13 August 2014 By Peter Thal Larsen

Alibaba just can’t stop tinkering with its corporate structure. Weeks before the Chinese e-commerce juggernaut is due to start a roadshow for an initial public offering, it has tidied up relations with its payments affiliate. Though the new arrangement is still messier than shareholders might want, it should make for a neater IPO.

Alibaba’s relationship with Alipay is complex and sensitive. The unit processes more than three-quarters of the transactions on the Chinese group’s websites, but has been owned by a private vehicle controlled by founder Jack Ma since 2011. That business, known as Small and Micro Financial Services Company (SMFSC), is also home to other ventures like its fast-growing money market funds. For customers, the units connect seamlessly. The corporate links are more complicated.
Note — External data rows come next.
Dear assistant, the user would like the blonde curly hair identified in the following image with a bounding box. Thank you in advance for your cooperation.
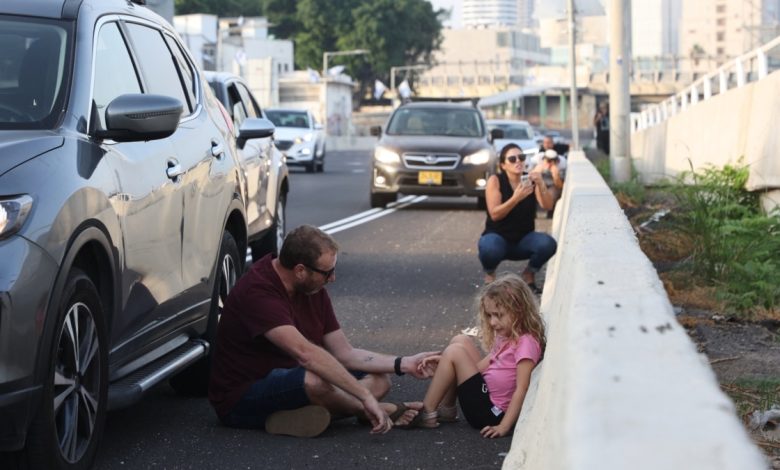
[477,274,547,352]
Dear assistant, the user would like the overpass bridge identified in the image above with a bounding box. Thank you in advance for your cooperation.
[504,38,780,470]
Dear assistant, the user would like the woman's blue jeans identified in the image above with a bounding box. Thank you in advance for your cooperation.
[479,232,558,274]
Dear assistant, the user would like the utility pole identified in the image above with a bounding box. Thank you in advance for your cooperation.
[566,0,580,150]
[609,0,631,183]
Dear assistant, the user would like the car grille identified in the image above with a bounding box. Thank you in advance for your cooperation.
[404,153,460,170]
[398,174,459,188]
[276,140,292,150]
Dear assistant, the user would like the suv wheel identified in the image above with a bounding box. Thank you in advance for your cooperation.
[371,193,397,207]
[250,194,287,263]
[170,231,244,396]
[26,269,108,469]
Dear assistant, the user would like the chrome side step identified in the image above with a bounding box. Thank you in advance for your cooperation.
[108,340,209,411]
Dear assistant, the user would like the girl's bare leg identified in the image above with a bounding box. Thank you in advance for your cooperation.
[423,341,478,412]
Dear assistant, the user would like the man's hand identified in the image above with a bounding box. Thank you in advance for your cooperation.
[363,395,393,434]
[479,424,509,438]
[401,351,441,379]
[418,354,441,377]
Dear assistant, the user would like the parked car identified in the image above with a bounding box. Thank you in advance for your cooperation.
[266,108,325,173]
[370,102,501,207]
[205,72,290,261]
[487,119,539,160]
[0,0,273,470]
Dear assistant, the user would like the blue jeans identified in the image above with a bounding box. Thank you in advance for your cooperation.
[479,232,558,274]
[220,366,367,429]
[220,367,311,429]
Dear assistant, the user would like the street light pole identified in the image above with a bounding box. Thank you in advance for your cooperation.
[609,0,631,183]
[567,0,580,150]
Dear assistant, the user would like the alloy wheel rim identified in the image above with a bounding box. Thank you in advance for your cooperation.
[218,253,238,310]
[53,302,101,463]
[276,199,285,251]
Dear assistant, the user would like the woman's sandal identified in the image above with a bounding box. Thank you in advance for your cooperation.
[436,405,458,423]
[528,282,542,295]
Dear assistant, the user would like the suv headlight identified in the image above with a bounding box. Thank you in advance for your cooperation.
[374,147,401,164]
[0,194,32,239]
[463,149,490,165]
[295,134,314,144]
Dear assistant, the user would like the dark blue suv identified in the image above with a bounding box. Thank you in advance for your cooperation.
[0,0,273,469]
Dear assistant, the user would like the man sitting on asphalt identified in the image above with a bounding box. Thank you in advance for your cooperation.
[209,225,435,437]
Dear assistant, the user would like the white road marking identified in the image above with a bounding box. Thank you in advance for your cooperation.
[246,196,428,262]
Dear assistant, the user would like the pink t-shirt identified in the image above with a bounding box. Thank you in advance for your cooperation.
[482,334,542,411]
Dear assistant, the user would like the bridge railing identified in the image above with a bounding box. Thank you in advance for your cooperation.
[631,36,780,132]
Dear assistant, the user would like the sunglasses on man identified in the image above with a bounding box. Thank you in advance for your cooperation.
[302,263,336,279]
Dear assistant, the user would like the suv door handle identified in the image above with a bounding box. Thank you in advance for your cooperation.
[165,158,184,181]
[211,140,225,158]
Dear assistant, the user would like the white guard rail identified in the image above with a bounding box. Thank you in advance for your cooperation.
[504,152,767,470]
[631,36,780,132]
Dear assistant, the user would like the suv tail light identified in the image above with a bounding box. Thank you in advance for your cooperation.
[214,100,236,137]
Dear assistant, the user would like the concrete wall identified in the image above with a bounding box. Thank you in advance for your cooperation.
[504,152,766,470]
[631,71,780,191]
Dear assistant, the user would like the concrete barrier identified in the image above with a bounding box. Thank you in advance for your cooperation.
[503,152,766,470]
[325,136,378,151]
[631,71,780,195]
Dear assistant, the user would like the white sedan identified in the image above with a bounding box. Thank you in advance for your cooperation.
[265,108,325,173]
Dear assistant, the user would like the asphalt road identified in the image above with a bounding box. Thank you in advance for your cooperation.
[95,152,532,470]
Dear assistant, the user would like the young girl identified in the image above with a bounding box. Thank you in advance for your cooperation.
[411,274,545,438]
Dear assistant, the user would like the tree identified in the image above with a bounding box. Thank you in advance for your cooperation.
[295,0,446,102]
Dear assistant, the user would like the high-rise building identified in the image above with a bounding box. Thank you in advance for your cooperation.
[463,0,518,28]
[679,0,780,63]
[517,0,536,29]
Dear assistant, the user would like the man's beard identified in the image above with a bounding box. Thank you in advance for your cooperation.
[295,281,325,295]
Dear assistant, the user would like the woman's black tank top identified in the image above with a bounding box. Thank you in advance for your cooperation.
[482,173,536,243]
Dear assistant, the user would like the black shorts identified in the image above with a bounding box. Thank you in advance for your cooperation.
[458,372,504,429]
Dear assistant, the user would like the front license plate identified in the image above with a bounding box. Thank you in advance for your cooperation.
[417,171,441,186]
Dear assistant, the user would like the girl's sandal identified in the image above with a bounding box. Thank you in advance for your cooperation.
[436,405,458,423]
[394,411,439,429]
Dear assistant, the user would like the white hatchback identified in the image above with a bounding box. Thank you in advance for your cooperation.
[265,108,325,173]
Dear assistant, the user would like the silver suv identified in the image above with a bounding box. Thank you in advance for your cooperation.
[0,0,273,469]
[205,72,290,261]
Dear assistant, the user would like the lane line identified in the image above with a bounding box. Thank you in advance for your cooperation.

The latest reshuffle aims to draw a clearer line between the two entities. Alibaba will focus on e-commerce, while SMFSC will stick to finance. As part the deal, Alibaba is handing its affiliate a portfolio of loans to small- and medium-sized enterprises. The transfer helps to reduce the risk of meddling by Chinese financial regulators.

Under the old arrangement, Alibaba received 49.9 percent of Alipay’s pre-tax profit. The new deal entitles it to 37.5 percent of everything SMFSC brings in before tax. Alibaba thinks the claim on the earnings of a bigger business more than compensates for its reduced share. Its accountants calculate that the restructuring has boosted the company’s value by roughly 1.3 billion yuan ($211 million). However, it’s hard for outsiders to be sure because Alibaba does not tell them anything about SMFSC’s finances. Besides, Alibaba admits that if the new arrangement had been in place for the last fiscal year, its net income would have been slightly lower.

In the absence of more information, prospective Alibaba shareholders probably won’t attach much value to the relationship with SMFSC. However, the restructuring does provide them with some insurance against future embarrassment. If SMFSC turns out to be a financial behemoth and goes public, Alibaba will be entitled to 37.5 percent of the value of its equity – with no upper limit – or a 33 percent shareholding, regulators permitting. That knowledge should allow investors to spend less time worrying about Alibaba’s financial affiliate, and concentrate on its prospects in e-commerce.